Wang Yi tersenyum tipis—senyum yang tak sedikit pun menyiratkan kebahagiaan. "Aku pun sempat berpikir dia hanya ingin mengakhiri cerita kita dengan damai. Bahkan aku sempat menghormatinya. Tapi ternyata... yang terlihat hanyalah lapisan terluar."
Dia mengangkat kepala, menatap ke kejauhan seolah ada jawaban yang terpampang di balik jendela.
"Aku memercayai orang yang justru paling tidak layak dipercaya. Ironis, bukan? Aku yang nyaris tak pernah membuka hati... justru terjerat pada sosok seperti itu."
Yiqi mengangguk pelan. "Dia menyembunyikannya dengan sangat rapi. Bahkan aku tak mencurigai apa pun."
"Mungkin dia memang mahir menyembunyikan diri," Wang Yi bergumam. "Atau mungkin... aku terlalu ingin percaya. Itu yang membuatku bodoh."
Keheningan kembali menyelimuti.
"Menurutmu... dia sudah bersama pria itu sejak lama?" Yiqi bertanya akhirnya.
Wang Yi menarik napas dalam. Lalu, lirih, "Kurasa begitu. Atau... kalaupun tidak, semuanya terjadi terlalu cepat setelah kita berpisah."
"Secara teknis... dia bisa saja hamil setelah kalian berakhir," ucap Yiqi hati-hati.
"Dan itu seharusnya membuatku merasa lebih baik?"
"Bukan itu maksudku," sahut Yiqi pelan. "Tapi... kalau memang begitu, mungkin segalanya tak seburuk yang kau bayangkan."
Wang Yi menoleh padanya. Tatapannya tidak sinis, hanya teramat lelah.
"Kau pikir lebih mudah menerima bahwa satu-satunya cara dia menyembuhkan dirinya dari kita... adalah dengan tidur bersama pria itu?"
"Bukan menyembuhkan," kata Yiqi pelan. "Mungkin... dia hanya melanjutkan sesuatu yang tak pernah benar-benar berhenti. Seperti yang sedang kau lakukan. Mencoba punya anak. Dan mungkin, ketika dia berhenti memaksa... segalanya menjadi lebih mudah."
Wang Yi memejamkan mata. "Aku tidak tahu lagi apa yang lebih menyakitkan—kenyataan, atau semua kemungkinan yang aku ciptakan di kepalaku."
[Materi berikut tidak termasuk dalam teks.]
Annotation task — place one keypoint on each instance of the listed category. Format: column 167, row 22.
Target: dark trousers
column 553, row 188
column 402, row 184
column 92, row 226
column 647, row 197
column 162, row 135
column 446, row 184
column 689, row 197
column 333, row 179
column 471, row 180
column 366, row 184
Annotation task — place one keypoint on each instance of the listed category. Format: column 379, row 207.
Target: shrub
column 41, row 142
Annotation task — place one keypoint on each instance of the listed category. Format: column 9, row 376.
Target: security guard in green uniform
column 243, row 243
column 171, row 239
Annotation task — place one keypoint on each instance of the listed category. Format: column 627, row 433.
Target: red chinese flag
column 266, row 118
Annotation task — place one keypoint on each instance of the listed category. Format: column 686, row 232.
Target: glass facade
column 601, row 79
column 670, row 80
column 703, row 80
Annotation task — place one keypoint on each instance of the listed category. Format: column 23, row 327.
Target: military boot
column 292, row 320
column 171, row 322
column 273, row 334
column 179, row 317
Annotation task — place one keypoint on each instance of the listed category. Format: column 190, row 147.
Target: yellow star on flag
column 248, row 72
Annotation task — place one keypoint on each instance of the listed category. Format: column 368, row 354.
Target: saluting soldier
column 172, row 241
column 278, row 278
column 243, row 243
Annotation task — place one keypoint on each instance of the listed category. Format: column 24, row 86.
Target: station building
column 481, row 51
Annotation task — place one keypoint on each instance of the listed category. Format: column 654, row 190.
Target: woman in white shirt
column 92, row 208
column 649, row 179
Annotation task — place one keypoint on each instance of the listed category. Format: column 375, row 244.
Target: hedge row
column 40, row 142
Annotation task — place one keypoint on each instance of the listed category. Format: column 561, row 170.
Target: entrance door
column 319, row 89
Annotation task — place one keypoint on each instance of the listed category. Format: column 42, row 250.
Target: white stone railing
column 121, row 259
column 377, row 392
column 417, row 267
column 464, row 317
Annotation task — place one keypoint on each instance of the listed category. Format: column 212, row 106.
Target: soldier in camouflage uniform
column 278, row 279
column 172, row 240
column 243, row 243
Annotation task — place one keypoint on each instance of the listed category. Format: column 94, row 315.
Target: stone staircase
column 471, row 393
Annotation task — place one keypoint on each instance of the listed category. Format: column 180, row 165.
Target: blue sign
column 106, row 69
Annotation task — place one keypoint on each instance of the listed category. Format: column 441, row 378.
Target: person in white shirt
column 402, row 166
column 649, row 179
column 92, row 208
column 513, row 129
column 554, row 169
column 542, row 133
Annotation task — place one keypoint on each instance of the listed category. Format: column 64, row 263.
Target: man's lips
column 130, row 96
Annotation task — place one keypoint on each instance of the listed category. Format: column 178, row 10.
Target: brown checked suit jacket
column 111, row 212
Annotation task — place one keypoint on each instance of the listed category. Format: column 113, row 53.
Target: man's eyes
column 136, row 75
"Cobalah untuk tidak menyalahkan diri sendiri," kata Yiqi. "Atau menyalahkan dia sepenuhnya. Ada hal-hal yang tak bisa kita pahami sepenuhnya, bahkan ketika kita terlibat di dalamnya." Ia tersenyum tipis, lalu menambahkan, "Kau bisa bicara dengan Shing Jian, kalau kau mau. Dia tidak seburuk yang kau pikir."
Wang Yi menggeleng pelan. "Dunia tempat dia tinggal... bukan dunia yang ingin aku sentuh lagi."
Tanpa kata lagi, ia meletakkan gelas anggurnya perlahan. Tidak membantingnya, tidak meluapkan amarah.
Hanya sebuah akhir yang kecil, namun sarat makna.
Lalu ia berdiri, melangkah pergi dalam keheningan yang menyesakkan.